WSs aren't a magic wand, they just allow you to do more with the same.



I don't see what's astonishing about it and I'm scratching my head asking the same question. If the answer is that you handle disconnections and reconnections the same way that the HTTP protocol does it, then what's the purpose of HTML over web sockets?

You basically end up with a half-assed, buggy, and potentially insecure reimplementation of HTTP running over web sockets running over HTTP at that point.

Are you going to do session management and identification by issuing a unique identifier as well? Is that unique identifier going to be valid in perpetuity or have a an expiry date? Is it going to be valid and secure across all sub-domains or will it be prone to cross site scripting attacks?


>I don't see what's astonishing about it and I'm scratching my head asking the same question. If the answer is that you handle disconnections and reconnections the same way that the HTTP protocol does it, then what's the purpose of HTML over web sockets?

The purpose is in the things explained well in TFA: single source of truth, no replicated state, simpler development, and so on...

Who said the purpose would/had to be in handing "the server caught fire" scenarios?


The purpose is to render your page the "old way" but having the dom updated like an SPA.

It works for certain things and not for others. So, it's not "the future of web software" like the title says, it's one additional possibility for when it makes sense.


> then what's the purpose of HTML over web sockets?

Because you can do things stateless HTML alone cannot do.

No one is trying to re-implement HTTP, or even remove it from the equation.

What people are trying to reimplement (or rather, replace) is the HTML + JSON:API + React + Redux mess.
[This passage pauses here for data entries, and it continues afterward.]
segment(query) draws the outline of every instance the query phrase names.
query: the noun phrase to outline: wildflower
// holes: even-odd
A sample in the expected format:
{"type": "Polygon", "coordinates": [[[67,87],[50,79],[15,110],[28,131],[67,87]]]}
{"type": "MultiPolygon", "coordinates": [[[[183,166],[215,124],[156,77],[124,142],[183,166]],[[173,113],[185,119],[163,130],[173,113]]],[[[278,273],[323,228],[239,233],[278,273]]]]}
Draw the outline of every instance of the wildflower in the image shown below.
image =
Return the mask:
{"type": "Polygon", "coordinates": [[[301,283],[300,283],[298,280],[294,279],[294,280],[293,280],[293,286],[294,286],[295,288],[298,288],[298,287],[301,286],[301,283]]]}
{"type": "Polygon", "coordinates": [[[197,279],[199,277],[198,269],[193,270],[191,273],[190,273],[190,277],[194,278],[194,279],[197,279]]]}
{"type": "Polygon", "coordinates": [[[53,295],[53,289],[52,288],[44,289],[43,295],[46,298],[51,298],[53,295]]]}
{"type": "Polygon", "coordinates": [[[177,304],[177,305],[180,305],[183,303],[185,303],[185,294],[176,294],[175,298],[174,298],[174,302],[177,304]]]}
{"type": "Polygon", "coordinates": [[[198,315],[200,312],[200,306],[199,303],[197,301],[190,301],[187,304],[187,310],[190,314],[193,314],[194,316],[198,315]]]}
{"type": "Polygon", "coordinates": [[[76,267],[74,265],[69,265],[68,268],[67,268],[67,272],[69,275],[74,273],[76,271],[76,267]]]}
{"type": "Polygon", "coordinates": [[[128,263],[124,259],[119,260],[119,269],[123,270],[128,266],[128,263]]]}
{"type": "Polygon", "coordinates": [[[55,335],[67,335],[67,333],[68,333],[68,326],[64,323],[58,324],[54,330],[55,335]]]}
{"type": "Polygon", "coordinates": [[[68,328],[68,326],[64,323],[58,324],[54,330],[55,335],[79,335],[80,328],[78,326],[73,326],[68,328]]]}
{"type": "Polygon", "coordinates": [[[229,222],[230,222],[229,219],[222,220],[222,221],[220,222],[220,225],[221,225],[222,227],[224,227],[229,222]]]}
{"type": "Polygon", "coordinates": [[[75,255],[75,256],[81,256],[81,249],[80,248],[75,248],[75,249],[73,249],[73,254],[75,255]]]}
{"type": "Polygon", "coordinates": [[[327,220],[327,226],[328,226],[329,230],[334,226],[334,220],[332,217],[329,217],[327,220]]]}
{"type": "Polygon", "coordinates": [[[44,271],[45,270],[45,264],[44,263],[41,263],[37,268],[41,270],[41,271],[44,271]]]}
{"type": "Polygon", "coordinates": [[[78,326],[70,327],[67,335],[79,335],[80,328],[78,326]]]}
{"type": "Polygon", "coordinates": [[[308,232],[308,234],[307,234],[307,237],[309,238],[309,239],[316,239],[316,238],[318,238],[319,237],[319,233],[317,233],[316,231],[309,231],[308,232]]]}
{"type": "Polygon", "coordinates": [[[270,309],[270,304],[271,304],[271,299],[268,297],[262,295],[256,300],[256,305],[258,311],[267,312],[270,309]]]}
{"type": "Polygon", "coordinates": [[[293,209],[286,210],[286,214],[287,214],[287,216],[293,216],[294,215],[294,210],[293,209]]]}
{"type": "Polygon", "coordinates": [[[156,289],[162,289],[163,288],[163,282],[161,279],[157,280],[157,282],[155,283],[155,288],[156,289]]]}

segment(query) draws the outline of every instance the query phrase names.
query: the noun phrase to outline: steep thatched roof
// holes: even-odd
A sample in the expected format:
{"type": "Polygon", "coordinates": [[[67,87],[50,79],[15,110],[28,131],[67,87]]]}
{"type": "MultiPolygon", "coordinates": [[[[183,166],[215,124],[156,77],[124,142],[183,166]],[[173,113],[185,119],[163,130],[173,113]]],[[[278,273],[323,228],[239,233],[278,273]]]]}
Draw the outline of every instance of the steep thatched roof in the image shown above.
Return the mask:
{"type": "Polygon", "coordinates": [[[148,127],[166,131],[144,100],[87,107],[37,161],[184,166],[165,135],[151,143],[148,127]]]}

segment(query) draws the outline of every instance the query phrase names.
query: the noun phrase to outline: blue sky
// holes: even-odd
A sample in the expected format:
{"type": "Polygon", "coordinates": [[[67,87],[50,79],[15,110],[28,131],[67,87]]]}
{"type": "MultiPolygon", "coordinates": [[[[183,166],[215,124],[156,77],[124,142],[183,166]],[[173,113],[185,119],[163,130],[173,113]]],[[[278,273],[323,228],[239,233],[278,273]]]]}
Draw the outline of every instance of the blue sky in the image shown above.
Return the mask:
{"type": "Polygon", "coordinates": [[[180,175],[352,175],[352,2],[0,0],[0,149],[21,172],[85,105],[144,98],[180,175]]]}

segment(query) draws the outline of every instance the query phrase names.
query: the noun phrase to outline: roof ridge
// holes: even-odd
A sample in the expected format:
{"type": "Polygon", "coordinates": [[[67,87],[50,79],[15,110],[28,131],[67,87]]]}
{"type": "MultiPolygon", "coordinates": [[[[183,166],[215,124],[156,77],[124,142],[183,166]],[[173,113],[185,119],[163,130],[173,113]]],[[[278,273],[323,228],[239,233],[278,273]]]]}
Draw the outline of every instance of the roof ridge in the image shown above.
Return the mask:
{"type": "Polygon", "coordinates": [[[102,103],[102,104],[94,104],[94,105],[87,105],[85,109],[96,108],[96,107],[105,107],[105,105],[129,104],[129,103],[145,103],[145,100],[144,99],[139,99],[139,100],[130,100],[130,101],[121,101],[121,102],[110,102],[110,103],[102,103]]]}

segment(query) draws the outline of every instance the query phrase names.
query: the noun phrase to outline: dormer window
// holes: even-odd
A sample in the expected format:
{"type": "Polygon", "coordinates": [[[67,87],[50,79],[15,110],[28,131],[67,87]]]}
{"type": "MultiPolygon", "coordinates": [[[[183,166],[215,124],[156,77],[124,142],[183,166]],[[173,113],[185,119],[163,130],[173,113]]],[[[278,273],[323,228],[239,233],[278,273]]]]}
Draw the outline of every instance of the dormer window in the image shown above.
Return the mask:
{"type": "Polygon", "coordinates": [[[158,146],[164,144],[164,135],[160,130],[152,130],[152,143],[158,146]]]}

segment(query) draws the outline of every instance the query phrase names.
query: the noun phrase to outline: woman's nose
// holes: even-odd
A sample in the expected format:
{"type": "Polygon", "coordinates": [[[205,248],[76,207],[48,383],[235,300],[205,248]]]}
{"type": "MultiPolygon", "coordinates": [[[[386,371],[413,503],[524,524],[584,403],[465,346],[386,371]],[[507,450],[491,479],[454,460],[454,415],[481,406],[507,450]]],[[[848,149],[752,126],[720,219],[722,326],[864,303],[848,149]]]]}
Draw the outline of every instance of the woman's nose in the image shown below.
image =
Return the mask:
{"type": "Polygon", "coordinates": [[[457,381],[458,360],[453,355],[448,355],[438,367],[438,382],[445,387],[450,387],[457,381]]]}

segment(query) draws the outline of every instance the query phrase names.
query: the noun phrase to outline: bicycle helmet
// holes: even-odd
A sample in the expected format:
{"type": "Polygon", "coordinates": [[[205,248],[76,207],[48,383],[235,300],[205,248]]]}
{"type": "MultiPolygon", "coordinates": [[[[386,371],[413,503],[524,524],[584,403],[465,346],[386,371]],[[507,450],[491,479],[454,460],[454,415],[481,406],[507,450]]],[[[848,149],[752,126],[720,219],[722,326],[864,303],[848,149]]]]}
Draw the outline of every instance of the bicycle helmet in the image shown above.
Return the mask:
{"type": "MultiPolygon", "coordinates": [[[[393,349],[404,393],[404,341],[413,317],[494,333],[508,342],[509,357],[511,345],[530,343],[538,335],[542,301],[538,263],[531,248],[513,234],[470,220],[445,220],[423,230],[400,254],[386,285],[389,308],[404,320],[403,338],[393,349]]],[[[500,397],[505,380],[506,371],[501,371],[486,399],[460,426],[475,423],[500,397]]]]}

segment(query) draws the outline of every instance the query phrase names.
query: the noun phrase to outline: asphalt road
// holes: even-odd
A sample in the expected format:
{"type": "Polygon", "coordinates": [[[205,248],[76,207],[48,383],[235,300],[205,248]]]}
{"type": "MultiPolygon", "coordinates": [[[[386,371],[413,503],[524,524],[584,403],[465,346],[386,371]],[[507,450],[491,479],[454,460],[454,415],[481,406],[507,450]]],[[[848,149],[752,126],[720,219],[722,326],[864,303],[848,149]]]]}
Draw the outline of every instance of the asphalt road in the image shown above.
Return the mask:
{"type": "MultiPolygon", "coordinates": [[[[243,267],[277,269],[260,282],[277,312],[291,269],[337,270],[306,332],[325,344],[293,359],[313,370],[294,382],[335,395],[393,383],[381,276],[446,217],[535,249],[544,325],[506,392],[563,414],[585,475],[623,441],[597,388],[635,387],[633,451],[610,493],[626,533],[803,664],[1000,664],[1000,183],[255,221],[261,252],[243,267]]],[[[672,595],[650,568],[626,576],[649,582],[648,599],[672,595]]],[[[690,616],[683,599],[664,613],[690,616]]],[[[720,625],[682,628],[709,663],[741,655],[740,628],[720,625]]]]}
Websockets is a means to that end.


Hm... great intentions, but you don’t seem to have actually answered any of the questions from the parent comment.

Unfortunately, great intentions alone won’t make this work; someone has to actually answer the hard questions about how it’s going to work too.

All the answers I’ve seen so far trying to answer them have been vague hand waving...

That doesn’t leave me with much confidence.


>Unfortunately, great intentions alone won’t make this work; someone has to actually answer the hard questions about how it’s going to work too.

People did better than that, they already built applications with this model.


You are welcome to actually look at the code for any of these solutions.

Here is the documentation for Phoenix channel authentication (what Phoenix Live View is built upon): https://hexdocs.pm/phoenix/channels.html#using-token-authent...

Additionally, here is some documentation on the security considerations specific to Live View: https://hexdocs.pm/phoenix_live_view/security-model.html

Searching can probably find you more information.